Computers and mobile devices
How securely are your organization’s computers, mobile phones and tablets connected? Basically all computers today have to be connected to the internet in various ways to be able to address the organization’s needs. Mobile phones and tablets frequently have the same access as computers at the workplace. Several measures are needed to avoid the risk of intrusion and loss of information. Utilization of strong passwords and encryption are two of the measures required to protect the organization.
Passwords protect your data. It is important to select a strong and unique password that is difficult for unauthorized parties to hack. Passwords must not be re-used or be used for personal accounts. A strong password must not appear in known password dumps/password lists, and it must contain at least 10 characters. Passwords must be made up of upper and lower case letters, numbers and special characters, and not include a word that appears in a dictionary or similar where substitution has occurred (e.g. replacing a letter in a word with a number).
A more secure password
- Generate a password with a password generator.
- Use a combination of at least 6 arbitrary words (“CloudRailwayDeepSpeakDanceJail”, “CorrectHorseBatteryStaplerJoySing”)
- Make an acronym out of a sentence (“When Bert and his 17 friends dance in the rain Bert feels happy, especially in the Summer” → “WBah17fditrBfh,eitS”)
Read more and test your password with this service (in Swedish) offered by The Swedish Post and Telecom Authority (PTS).
Encryption entails transforming data to conceal the information content from unauthorized parties. The aim is to protect important or sensitive information that is to be stored or transferred, and to prevent outsiders from accessing the information.

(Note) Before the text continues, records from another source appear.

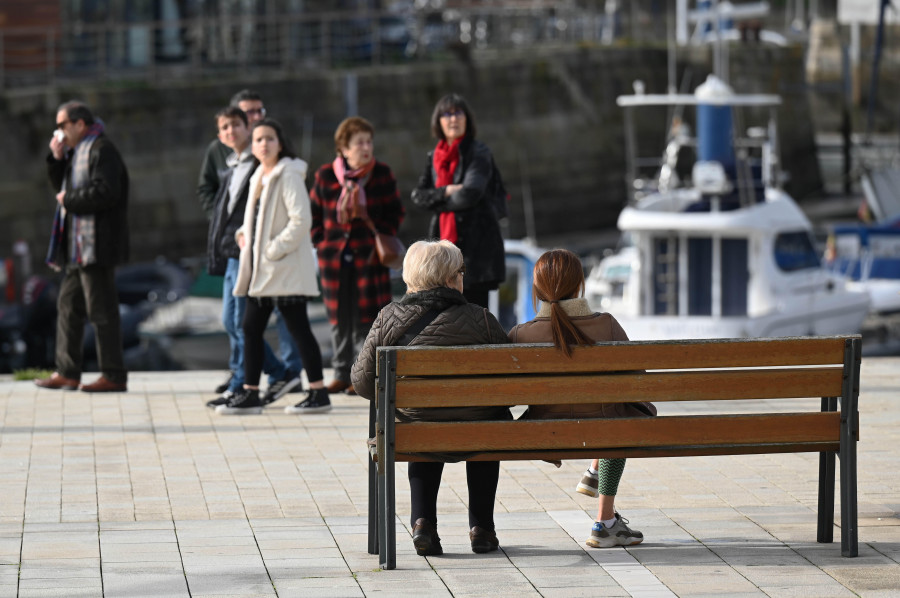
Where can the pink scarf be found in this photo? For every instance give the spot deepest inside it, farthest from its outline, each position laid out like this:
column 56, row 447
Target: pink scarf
column 352, row 202
column 445, row 160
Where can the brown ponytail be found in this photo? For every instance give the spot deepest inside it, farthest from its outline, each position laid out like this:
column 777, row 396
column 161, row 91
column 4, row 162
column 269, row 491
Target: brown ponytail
column 558, row 275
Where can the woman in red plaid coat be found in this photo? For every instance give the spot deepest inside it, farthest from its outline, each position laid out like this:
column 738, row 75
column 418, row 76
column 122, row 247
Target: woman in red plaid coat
column 350, row 195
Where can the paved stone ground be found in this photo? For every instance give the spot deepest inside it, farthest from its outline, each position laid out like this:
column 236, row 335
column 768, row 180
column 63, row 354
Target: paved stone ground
column 149, row 493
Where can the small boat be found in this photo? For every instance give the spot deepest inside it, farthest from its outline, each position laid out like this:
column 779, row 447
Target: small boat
column 869, row 255
column 712, row 247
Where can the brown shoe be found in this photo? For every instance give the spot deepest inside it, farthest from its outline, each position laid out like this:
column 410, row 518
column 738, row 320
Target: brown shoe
column 57, row 382
column 104, row 384
column 483, row 540
column 339, row 386
column 425, row 538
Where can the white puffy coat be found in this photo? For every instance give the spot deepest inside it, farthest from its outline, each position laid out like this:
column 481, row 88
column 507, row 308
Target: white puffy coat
column 283, row 259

Today there are integrated features in both computers and mobile devices which enable encryption of the storage space for sensitive information. Storage space on computers can be encrypted with BitLocker, FileVault, TrueCrypt and loop-AES, for example.
Information that is important to the organization must always be encrypted.

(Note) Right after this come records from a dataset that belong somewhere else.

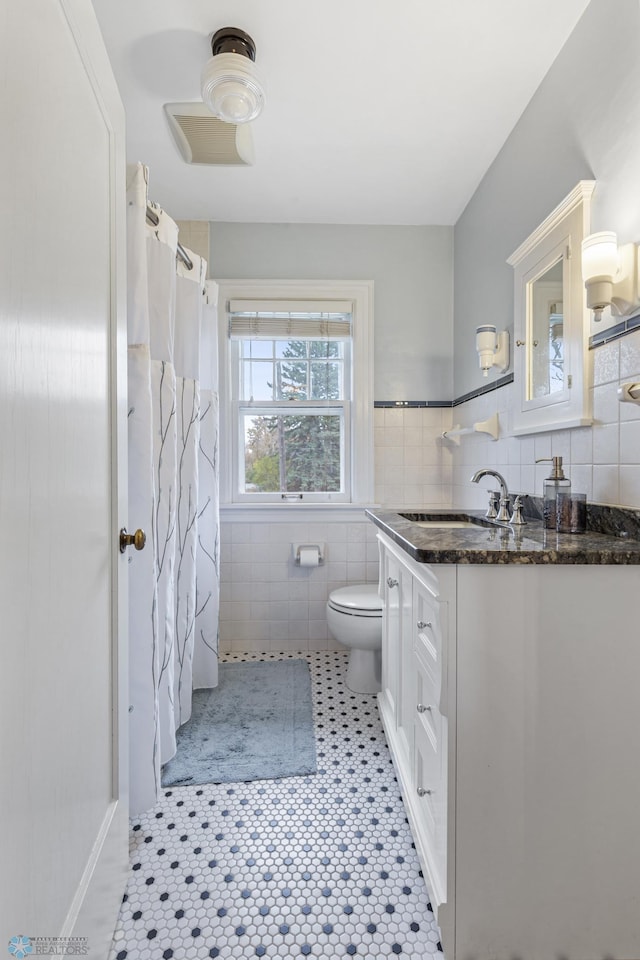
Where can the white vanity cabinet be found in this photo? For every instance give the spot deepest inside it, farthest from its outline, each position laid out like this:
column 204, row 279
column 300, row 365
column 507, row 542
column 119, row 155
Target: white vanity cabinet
column 511, row 705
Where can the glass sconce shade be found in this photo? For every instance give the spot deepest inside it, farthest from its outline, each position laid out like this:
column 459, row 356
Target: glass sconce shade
column 231, row 88
column 600, row 256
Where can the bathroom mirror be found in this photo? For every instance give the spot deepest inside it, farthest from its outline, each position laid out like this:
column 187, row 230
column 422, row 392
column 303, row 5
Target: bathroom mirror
column 551, row 321
column 545, row 305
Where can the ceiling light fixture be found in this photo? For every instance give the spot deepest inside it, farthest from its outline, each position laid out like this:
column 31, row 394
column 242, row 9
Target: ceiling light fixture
column 230, row 86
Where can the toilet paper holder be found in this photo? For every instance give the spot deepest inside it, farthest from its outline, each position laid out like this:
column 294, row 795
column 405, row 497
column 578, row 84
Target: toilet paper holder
column 297, row 547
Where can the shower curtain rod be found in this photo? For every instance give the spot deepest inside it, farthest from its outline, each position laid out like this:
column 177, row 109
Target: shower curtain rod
column 153, row 219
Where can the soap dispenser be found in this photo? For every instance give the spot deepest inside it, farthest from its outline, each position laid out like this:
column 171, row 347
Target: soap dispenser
column 554, row 484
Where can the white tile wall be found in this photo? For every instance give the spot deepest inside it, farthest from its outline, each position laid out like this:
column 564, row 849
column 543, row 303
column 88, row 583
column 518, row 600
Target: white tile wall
column 413, row 466
column 602, row 461
column 270, row 604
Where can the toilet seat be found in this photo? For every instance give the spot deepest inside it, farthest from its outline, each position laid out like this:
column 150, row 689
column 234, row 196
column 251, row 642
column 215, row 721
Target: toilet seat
column 361, row 600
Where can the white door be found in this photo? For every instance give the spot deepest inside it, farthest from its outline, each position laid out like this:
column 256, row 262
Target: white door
column 63, row 720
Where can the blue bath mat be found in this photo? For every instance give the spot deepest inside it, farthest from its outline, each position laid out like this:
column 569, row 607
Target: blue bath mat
column 257, row 724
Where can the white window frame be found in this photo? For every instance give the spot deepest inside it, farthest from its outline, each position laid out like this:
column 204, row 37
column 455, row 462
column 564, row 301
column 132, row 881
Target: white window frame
column 359, row 460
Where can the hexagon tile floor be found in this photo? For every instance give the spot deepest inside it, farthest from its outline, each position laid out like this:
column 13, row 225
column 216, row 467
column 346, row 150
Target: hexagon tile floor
column 312, row 866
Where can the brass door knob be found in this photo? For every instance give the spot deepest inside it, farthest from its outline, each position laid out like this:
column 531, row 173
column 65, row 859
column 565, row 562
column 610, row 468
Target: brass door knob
column 137, row 539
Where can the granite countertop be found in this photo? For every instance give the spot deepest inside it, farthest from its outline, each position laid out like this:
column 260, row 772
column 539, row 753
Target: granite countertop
column 492, row 542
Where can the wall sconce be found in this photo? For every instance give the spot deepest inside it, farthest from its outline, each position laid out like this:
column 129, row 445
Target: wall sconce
column 493, row 348
column 230, row 86
column 610, row 274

Creating backups is one of the most important security aspects in terms of ensuring that important information does not get lost. Creating backups means information is preserved even if files are deleted or damaged. The backup process should be automatic if possible.

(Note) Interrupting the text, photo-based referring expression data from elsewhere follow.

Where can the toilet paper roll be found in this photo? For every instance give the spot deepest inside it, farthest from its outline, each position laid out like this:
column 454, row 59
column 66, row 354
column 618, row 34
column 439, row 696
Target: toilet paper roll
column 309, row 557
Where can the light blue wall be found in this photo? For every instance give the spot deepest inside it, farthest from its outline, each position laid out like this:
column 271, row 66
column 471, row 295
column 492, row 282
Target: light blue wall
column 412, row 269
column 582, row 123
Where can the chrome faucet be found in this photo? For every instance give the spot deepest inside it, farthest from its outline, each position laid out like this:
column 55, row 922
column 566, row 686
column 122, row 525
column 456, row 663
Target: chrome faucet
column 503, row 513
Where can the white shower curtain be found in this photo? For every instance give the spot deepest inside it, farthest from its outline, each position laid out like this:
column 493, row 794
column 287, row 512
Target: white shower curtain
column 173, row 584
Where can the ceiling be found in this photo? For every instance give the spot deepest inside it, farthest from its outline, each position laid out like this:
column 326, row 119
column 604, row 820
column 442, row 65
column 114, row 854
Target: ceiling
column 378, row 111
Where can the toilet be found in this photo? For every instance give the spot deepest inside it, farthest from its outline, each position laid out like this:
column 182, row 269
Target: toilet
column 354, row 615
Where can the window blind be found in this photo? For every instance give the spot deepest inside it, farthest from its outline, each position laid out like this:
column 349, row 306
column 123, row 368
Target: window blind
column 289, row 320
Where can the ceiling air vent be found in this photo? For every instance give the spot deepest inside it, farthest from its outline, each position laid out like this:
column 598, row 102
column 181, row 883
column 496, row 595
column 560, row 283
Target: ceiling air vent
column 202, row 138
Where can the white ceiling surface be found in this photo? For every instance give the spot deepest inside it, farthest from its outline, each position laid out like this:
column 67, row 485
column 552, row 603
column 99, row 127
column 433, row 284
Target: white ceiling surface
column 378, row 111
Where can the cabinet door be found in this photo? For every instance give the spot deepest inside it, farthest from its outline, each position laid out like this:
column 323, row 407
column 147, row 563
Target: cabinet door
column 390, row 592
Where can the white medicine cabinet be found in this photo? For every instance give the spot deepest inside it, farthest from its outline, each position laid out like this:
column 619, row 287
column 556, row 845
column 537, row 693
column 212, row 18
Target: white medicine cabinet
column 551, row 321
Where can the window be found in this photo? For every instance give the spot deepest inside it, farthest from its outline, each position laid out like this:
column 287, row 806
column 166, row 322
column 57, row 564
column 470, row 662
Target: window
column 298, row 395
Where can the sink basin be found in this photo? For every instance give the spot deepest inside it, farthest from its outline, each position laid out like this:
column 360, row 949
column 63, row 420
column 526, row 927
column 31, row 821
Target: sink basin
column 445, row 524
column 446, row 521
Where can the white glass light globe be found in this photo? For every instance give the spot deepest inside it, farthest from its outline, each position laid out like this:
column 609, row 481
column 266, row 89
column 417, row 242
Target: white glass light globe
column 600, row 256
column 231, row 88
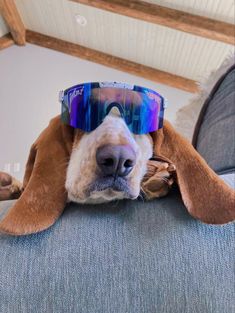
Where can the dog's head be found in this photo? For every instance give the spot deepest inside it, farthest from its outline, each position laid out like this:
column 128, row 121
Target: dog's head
column 106, row 164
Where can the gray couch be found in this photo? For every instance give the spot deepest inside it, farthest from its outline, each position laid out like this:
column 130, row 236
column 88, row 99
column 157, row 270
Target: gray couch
column 131, row 256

If you have irreplaceable data, you should save it in two different places to safeguard against fire or flooding, for example.
Do, for instance, random checks of backed-up data to ensure that backups are really being created and that the backup copies can be used if necessary.
Protection against malicious code
Being impacted by malicious code, such as a virus, means that undesired programs are given access to IT systems where they can damage or disrupt the system and steal data. The most common reason users are affected by malicious code is that they click links or email attachments from unknown senders or visit unsecured websites.
Malicious code is commonly spread via USB sticks since these are generally regarded as reliable and have to be opened for content to be shown.
Activating the “show file extensions” feature helps the user determine which files are safe to open. It is generally acceptable to download .docx files without a macro, while .zip can be more sensitive due to the risk of malicious code. It is almost never acceptable to open .exe files without first verifying that they come from a reliable source such as a well-known software publisher’s website.
If a file is suspected of potentially containing malicious code, the file should not be downloaded and an administrator should be contacted.
Use of resources for personal use and use of personal equipment
In many cases, employees can use the company’s computers and mobile phones privately as well. For example, it might be possible to have a personal email account on the company phone or download apps such as Mobile BankID for personal use.
The risk of the organization’s equipment being exposed to malicious code increases, for example, if it is connected to a home network that lacks the same type of security found at the company or if the company’s and the individual’s data is mixed together.
If employees are allowed to utilize the company’s equipment for personal use, there must be an agreement or policy in place which specifies the procedures and extent to which the equipment may be used. The same applies to personal equipment used within the organization regarding whether it is to be subject to the same security requirements as the rest of the organization's equipment.